Коль скоро Савинков вошёл в эту семью, и на него пали отсветы народовольческих динамитных озарений. Но он ещё присматривается, выбирает; он стоит между агнцем и львом. Что окажется милее? Агнец семейной жизни или лев революционной борьбы? Очень приманчиво домашнее счастье. Как бы ни был идейно выдержан этот брак, не видно, чтобы молодые супруги собирались рука об руку идти на борьбу с самодержавием. Их занимало другое. В 1900 году у них родился сын Виктор. Не прошло года, как Вера Глебовна уже снова беременна.
Но семейное благополучие продлилось недолго. Благополучие – оно вообще, как оказалось, не для Бориса. Туповатая зверюга российского политического сыска всегда стремилась дожевать того, кто хоть раз попался ей на зуб. Коли Савинков уже оказывался в поле её недалёкого зрения, его надо было зацепить снова. Нет оснований полагать, что он, молодой муж и счастливый отец, сколько-нибудь активно занимался в это время антиправительственной деятельностью. Самое большее – несколько раз посетил собрания социал-демократических кружков «Социалист» и «Рабочее знамя», с которыми имел какие-то связи. Однако для ареста и административной высылки этого было достаточно. Нужно же и жандармам выполнять план – доказывать свою неусыпность в борьбе с крамолой. 18 апреля 1901 года Савинков был арестован, на этот раз по-настоящему и надолго.
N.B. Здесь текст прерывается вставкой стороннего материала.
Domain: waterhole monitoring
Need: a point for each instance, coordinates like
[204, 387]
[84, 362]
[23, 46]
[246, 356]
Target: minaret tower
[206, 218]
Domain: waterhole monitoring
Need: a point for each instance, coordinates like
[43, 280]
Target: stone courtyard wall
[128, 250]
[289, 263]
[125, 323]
Российская власть всегда помогала колеблющимся сделать выбор.
«Дорогой, хороший ты мой Боря, вот уже четыре месяца прошло с той поры, как ты в заключении, вот сколько времени не видела я тебя. Как следует не поговорили тоже за всё это время, хоть сколько-нибудь порядочно. Очень тяжело для меня всё это. Жду не дождусь когда ты будешь со мной, очень истосковалась я, дорогой, ты мой, по тебе, а ещё и вид у тебя такой не важный, что мне делается больно при мысли, что ты ради моего спокойствия и своей гордости (подчёркнуто здесь и далее Верой Савинковой. –
Вера Глебовна не знала, что их семейное гнездо разорено навсегда. Дочь Татьяна родится, когда её отец будет мерить шагами камеру Дома предварительного заключения. Впереди новая разлука, ссылка «дорогого, хорошего Бори», его побег, эмиграция, возвращение, снова эмиграция, его увлечения бомбами и женщинами… «Как следует не поговорили…»
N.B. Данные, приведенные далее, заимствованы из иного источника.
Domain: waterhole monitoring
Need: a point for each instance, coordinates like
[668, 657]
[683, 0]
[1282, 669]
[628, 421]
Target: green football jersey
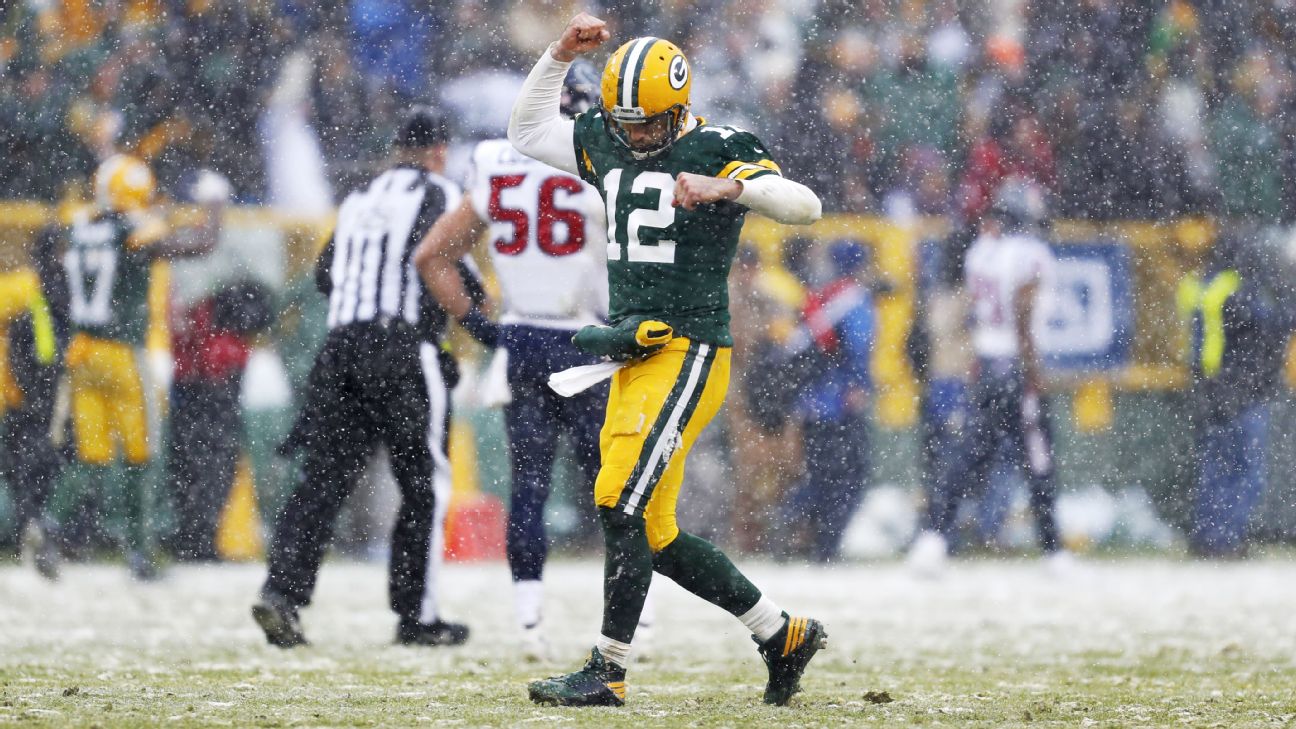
[666, 262]
[108, 279]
За десятимесячным заключением последовала в начале 1902 года административная высылка в Вологду. Тюрьма и ссылка – лучшие курсы подготовки врагов режима. В Вологодской губернии уже сложился круг политических ссыльных. Знакомства с ними и с наведывавшейся в Вологду амнистированной, но несмирившейся народоволкой Екатериной Брешковской определили судьбу Савинкова. Он ощутил влечение к «прямому действию», к революционной остросюжетности, к смерти, к террору. По истечении года ссылки он уже твёрдо знал, что делать и куда бежать. К эсерам.
Партия социалистов-революционеров только что оповестила мир о своём возникновении; аббревиатура «эс-эр» пошла кружить по воздуху. В подпольной печати, в январском 1902 года выпуске газеты «Революционная Россия», было заявлено об объединении революционно-социалистических кружков в партию под этим самым названием. Через три месяца пришло весомое подтверждение из Петербурга: среди бела дня прямо в Мариинском дворце застрелен министр внутренних дел Сипягин и в разбросанных по городу листовках распечатан смертный приговор ему от имени Боевой организации эсеров.
Начала разыгрываться дьявольская пьеса. За первым явлением последовали второе и третье: покушение на харьковского губернатора Оболенского, убийство уфимского губернатора Богдановича. В милой и скучной Вологде Савинков слышал, как будто даже кожей ощущал отзвуки этих выстрелов.
Когда вологодский жандарм вносил в графу заполняемой ведомости весть о том, что какой-то там ссыльный «бывший студент Савинков» «около 10 текущего июля скрылся неизвестно куда», он и не подозревал, что выписывает свидетельство о рождении великого бомбиста, ангела смерти.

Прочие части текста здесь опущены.